Il personale della metropolitana è in sciopero perché è l’ultimo (in ordine di tempo) ad essere rimasto vittima dei tagli: i loro salari sono stati ridotti del 25%. La paralisi del trasporto pubblico ha creato il caos ad Atene. E il governo Samaras ha deciso, ieri all’alba, di intervenire con le maniere forti, mandando la polizia a sciogliere i picchetti dei trasportatori. Il tutto avviene in uno scenario di destabilizzazione politica inquietante. Il partito neonazista Alba Dorata è oggi dato al 10% dei consensi. Fino all’anno scorso era limitato ad un simbolico 1%. Cresce (e diventa più violenta) anche la sinistra estrema. Non solo quella rappresentata in parlamento dal Partito Comunista (Kke) e dalla sinistra alter-mondista (Syriza), ma anche quella extra-parlamentare anarchica. Sono infatti gli anarchici che hanno rivendicato l’ultimo attentato dinamitardo al centro commerciale The Mall, di Atene, che ha ferito due poliziotti. E sono sempre loro dietro ad una serie di attentati, avvenuti negli ultimi due anni, che hanno colpito funzionari, poliziotti e anche giornalisti accusati di essere troppo filo-governativi. Questa forte destabilizzazione politica non fa bene alla Grecia, la cui economia si basa soprattutto sul turismo e sui servizi. I numerosi scioperi dei trasporti, gli scontri di piazza, le minacce degli estremisti, stanno completando l’opera di auto-distruzione di un Paese. Le aziende chiudono una dopo l’altra e la disoccupazione tocca il livello record del 26%. 

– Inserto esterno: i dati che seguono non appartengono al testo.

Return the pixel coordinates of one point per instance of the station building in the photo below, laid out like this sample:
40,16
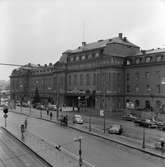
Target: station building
103,75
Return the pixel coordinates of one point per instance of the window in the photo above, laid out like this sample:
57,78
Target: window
148,88
158,88
147,75
136,88
75,79
137,103
96,55
128,62
148,59
158,74
87,79
158,58
128,88
83,57
81,79
89,56
70,81
72,59
94,79
77,58
137,60
128,76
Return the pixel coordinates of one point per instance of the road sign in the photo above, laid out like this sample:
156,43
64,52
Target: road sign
5,116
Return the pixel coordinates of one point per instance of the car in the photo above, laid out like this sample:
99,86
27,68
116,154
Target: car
129,117
115,129
160,144
145,123
160,125
78,119
52,107
40,107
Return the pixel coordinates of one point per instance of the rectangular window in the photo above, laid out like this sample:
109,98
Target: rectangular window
87,79
81,79
70,80
147,75
128,88
94,79
75,79
128,76
137,76
158,88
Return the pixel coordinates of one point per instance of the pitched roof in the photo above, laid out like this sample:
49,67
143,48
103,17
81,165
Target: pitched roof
152,51
101,44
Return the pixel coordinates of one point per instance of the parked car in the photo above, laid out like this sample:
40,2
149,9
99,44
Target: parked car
129,117
145,123
115,129
160,144
78,119
40,107
52,107
160,125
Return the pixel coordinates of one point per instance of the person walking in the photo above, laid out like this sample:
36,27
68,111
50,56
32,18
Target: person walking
47,111
51,115
25,123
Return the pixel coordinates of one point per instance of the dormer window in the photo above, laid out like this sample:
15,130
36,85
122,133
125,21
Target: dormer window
77,58
72,59
83,57
158,58
96,55
148,59
128,62
89,56
137,60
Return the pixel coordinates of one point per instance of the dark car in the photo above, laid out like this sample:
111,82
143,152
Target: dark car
129,117
145,123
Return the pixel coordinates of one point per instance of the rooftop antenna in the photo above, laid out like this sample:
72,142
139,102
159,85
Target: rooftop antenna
83,35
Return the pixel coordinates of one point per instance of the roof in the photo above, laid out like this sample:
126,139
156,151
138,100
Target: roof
152,51
101,44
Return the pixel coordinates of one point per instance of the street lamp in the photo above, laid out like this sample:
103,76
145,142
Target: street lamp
143,144
79,139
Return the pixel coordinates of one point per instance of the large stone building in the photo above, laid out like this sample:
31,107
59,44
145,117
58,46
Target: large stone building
107,74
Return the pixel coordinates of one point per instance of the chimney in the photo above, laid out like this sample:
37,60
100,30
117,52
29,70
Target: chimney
83,43
120,35
143,52
125,39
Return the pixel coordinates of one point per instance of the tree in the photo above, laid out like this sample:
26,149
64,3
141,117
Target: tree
36,98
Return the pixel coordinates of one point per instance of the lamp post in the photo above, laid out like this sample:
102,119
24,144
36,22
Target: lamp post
143,144
79,139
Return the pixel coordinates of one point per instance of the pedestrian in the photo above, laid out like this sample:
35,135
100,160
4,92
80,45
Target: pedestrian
25,123
47,111
51,115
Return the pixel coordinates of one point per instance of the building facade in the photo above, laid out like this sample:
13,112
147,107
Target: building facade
106,75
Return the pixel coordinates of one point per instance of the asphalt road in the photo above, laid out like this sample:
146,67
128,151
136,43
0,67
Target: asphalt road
95,150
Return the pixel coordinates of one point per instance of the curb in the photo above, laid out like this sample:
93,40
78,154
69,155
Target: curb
105,138
42,159
119,142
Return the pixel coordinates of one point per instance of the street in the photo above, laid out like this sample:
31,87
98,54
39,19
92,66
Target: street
94,150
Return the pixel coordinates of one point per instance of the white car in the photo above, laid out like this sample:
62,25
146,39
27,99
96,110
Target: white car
115,129
78,119
160,144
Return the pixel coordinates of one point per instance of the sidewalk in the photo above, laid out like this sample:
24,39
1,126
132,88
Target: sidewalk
126,141
48,151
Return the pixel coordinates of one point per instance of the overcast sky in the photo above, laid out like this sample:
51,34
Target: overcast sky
38,31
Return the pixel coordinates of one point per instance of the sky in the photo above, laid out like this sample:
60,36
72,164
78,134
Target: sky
38,31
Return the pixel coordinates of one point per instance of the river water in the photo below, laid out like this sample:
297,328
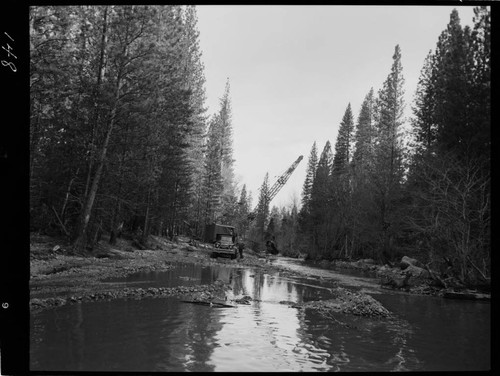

Questo vuol dire che l’austerity greca non funziona? No, vuol dire, semplicemente, che non è stata messa in atto. Un conto è tagliare la spesa e aumentare le tasse, tutt’altro è privatizzare e liberalizzare. Samaras (e i due governi che lo hanno preceduto) ha scelto la prima via, per salvare lo Stato a spese dei cittadini. La spesa pubblica, nonostante i tagli, è tuttora al di sopra del 50% del Pil. La tassazione, in compenso, è arrivata ad aliquote (nominali) del 46% sui redditi. E se aggiungiamo le imposte indirette, vediamo che (come in Italia), i greci pagano più della metà di quel (poco) che guadagnano. L’altra via, quella delle privatizzazioni e delle liberalizzazioni è stata percorsa solo in minima parte. Come dimostra, d’altronde, il 117° posto occupato dalla Grecia nella classifica della libertà economiche. I governi ellenici, vuoi per cultura, vuoi per interessi consolidati da decenni, non riescono a vedere modelli alternativi.

La situazione della Spagna è solo apparentemente meno drammatica di quella della Grecia. Ma, sotto molti aspetti, è analoga. Ha la stessa disoccupazione (26% a livello nazionale, 55% di disoccupazione giovanile) e gli stessi livelli di recessione (il Pil si è contratto dell’1,3% nel 2012). La causa è solo leggermente diversa. Non è la spesa pubblica ad essere andata fuori controllo, ma il mercato immobiliare. Alimentato, però, da una politica (pubblica) di agevolazione dei mutui e dei crediti ai costruttori. Quando è scoppiata la bolla del mercato immobiliare, le banche sono entrate in crisi di conseguenza. Lo Stato si è indebitato, a sua volta, per cercare di salvare il suo sistema creditizio. Oggi la Spagna è un Paese in bilico. Il governo Rajoy (conservatore) è ricorso ai tagli alla spesa pubblica per cercare di riequilibrare i conti e ha provocato una nuova ondata di indignazione. Quel 55% di giovani che non trovano un posto di lavoro sta diventando una “massa di manovra” per l’estremismo. E la frammentazione di un Paese multi-nazionale accelera: questa settimana il parlamento della Catalogna (la regione relativamente più benestante e meglio amministrata) ha votato una dichiarazione di autodeterminazione. I Paesi Baschi non vedono l’ora di andarsene. E Madrid ricorre a minacce dell’uso della forza non troppo velate. Anche qui: lo Stato spagnolo non vuol cambiare, cerca di salvarsi facendo pagare il conto ai suoi cittadini. E la conseguenza è l’estremizzazione della politica. Detto questo, la ripresa di cui parla Draghi è e resta possibile. Se l’eurozona non scoppia prima.